Él estampó su firma, y lo hizo justo a tiempo, porque hubo un momento crítico cuando el camarero le retiró el plato a Lisa, que, como de costumbre, había movido la comida por el plato, pero no había probado bocado.

– ¿No le ha gustado el plato? -preguntó el camarero.

– Sí, sí. Estaba delicioso, es que… -Lisa se dio cuenta de que Jasper la miraba fijamente, y modificó rápidamente su veredicto para darle un tono más neutral-: Estaba correcto.

– Si estaba tan estrepitosamente malo como el mío, no me extraña que no haya podido ni probarlo -intervino Jasper, desafiante-. ¿Blinis de morcilla? Eso es más que un tópico. ¡Es un chiste!
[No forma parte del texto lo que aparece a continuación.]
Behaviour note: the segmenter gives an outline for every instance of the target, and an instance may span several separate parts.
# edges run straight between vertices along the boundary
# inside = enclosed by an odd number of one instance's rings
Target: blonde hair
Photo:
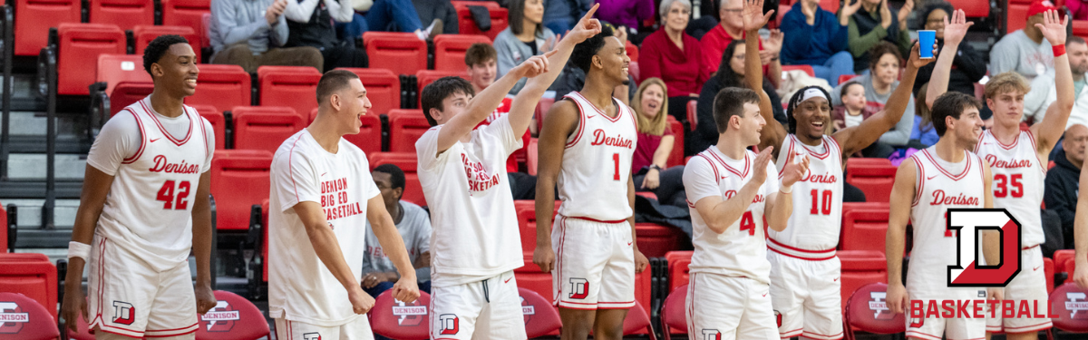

– Lo lamento mucho, señor. -El camarero miró con indiferencia a Jasper y su plato vacío. Había trabajado para aquel capullo-. ¿Tomarán postres?

– ¡Ni hablar! -contestó Jasper con vehemencia, lo cual disgustó mucho a Lisa, que aquella semana estaba haciendo un régimen a base de postres. Solo comía los más ligeros, por supuesto: fruta fresca, sorbetes, mousses de fruta. Hacía más de una década que no probaba el chocolate.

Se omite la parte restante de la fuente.